We can move to the next step: extracting features (X) and label (y, i.e. the variable to predict) and split the whole dataset in a training and a test set.
y = adm['Chance of Admit ']
X = adm.iloc[:,1:8]
X_train, X_test, y_train, y_test = train_test_split(X, y, test_size = 0.2, random_state = 123)
The following code instantiate an object of the class RandomForestRegressor with default setting parameters.
randomForest = RandomForestRegressor(random_state =123 )
Then, the model is trained using the training sample.
randomForest.fit(X_train, y_train)
Once the model built, it is used to predict the target variable using the test sample.
y_pred = randomForest.predict(X_test)
To assess the model performance, different metrics can be used:
• Mean absolute error (MAE)
• Mean squared error (MSE)
• R-squared scores
• Adjusted R-squared scores (which is not a built-in metric and we have to compute it manually)
mae = mean_absolute_error(y_test, y_pred)
mse = mean_squared_error(y_test, y_pred)
r2 = r2_score(y_test, y_pred)
adj_r2 = 1 - (1 - r2)*(X_train.shape[0] - 1)/(X_train.shape[0] - X_train.shape[1] - 1)
# Print metrics
print('Mean Absolute Error:', round(mae, 2))
print('Mean Squared Error:', round(mse, 2))
print('R-squared scores:', round(r2, 3))
print('Adj.R-squared scores:', round(adj_r2, 3))
The next step is to explore how tuning model’s hyperparameters can affect its performance in making prediction. We consider the Adjusted R-squared score as metric to evaluate the model.
- max_depth
We can see that above a certain depth the model starts overfitting. It perfectly predicts all the train data (the Adjusted R2 for the training set is 1) but its predictions are not accurate over the test set.
With a max_depth of 10, the model gets the highest Adjusted R2 (0.695).
- n_estimators
We can see that adding a high number of trees doesn’t necessarily improve model accuracy. In this case, with 12 estimators, our model gets the highest Adjusted R2 (0.692).
- max_features
We have implemented the model by tuning only the max_features parameter with different settings, namely ‘None’, ‘sqrt’, ‘log2’ , ‘int’ (3) and ‘float’ (0.5).
We can see that, in this case, even if with slight differences, setting the parameter using a customized integer number or a customized fraction of features allow to get a highest Adjusted R-squared.
- min_samples_leaf
Increasing the number of data points allowed in the end node leads the model to make not accurate predictions, both on the training and the test set.
In this case with a minimum of 20% of our test data in each leaf node, the model gets an Adjusted R-squared score equals to 0.68.
We can now modify our previous model by tuning its parameters according to our findings.
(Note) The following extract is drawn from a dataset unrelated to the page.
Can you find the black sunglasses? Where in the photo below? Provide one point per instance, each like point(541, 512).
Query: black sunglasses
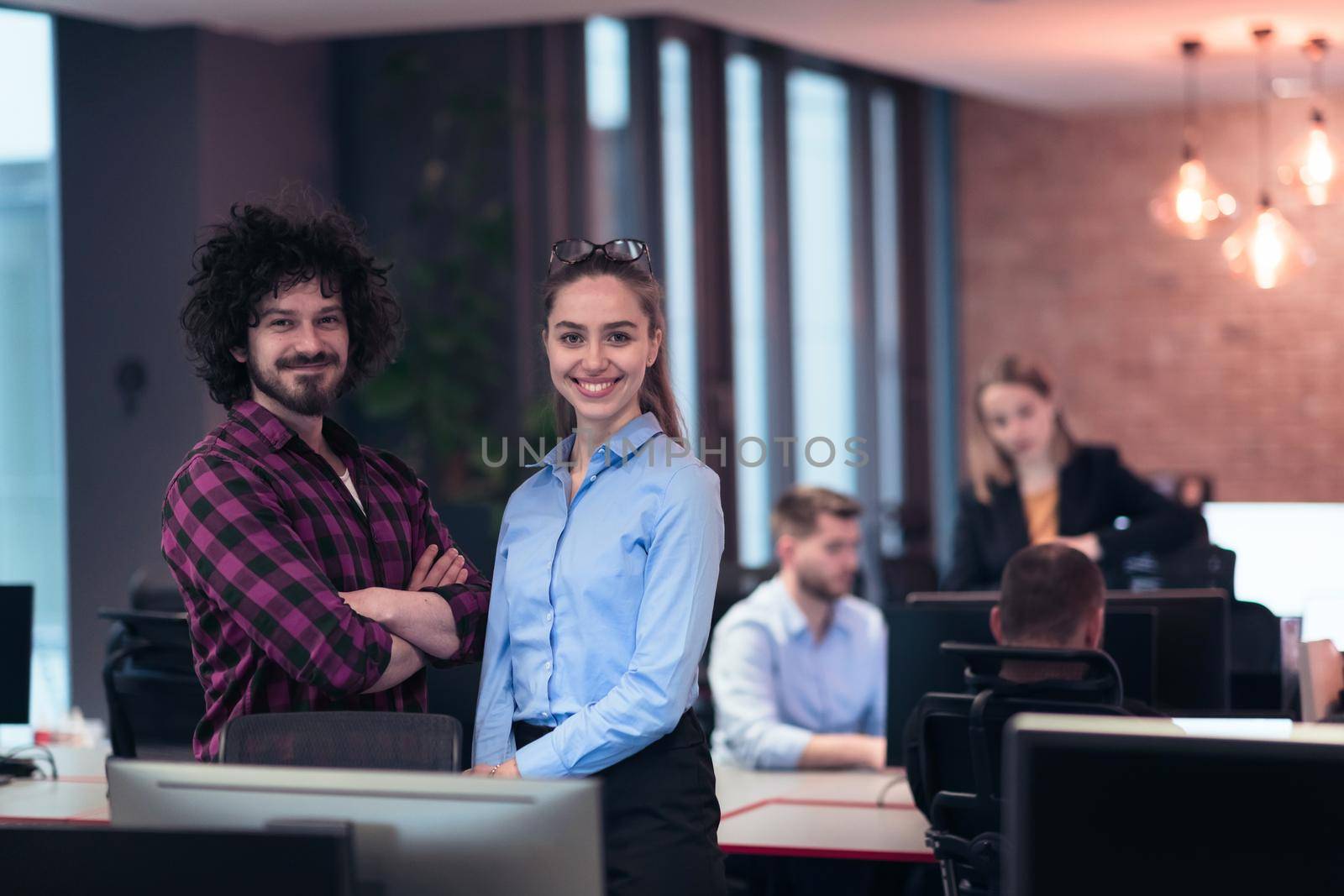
point(575, 251)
randomForestTuned = RandomForestRegressor(max_depth = 10, max_features=0.5, n_estimators=12,\
min_samples_leaf=0.02, random_state=123)
When looking at the model evaluation’s metrics we can see that its performance is improved and the Adjusted R-squared is increased from 0.661 to 0.721.
To end this article, I would like to suggest a very interesting paper about Random Forest hyperparameters “Hyperparameters and Tuning Strategies for Random Forest” by Philipp Probst, Marvin Wright and Anne-Laure Boulesteix. Even if it is focused on implementation of tuning using R rather than Python, it is a useful source for further study.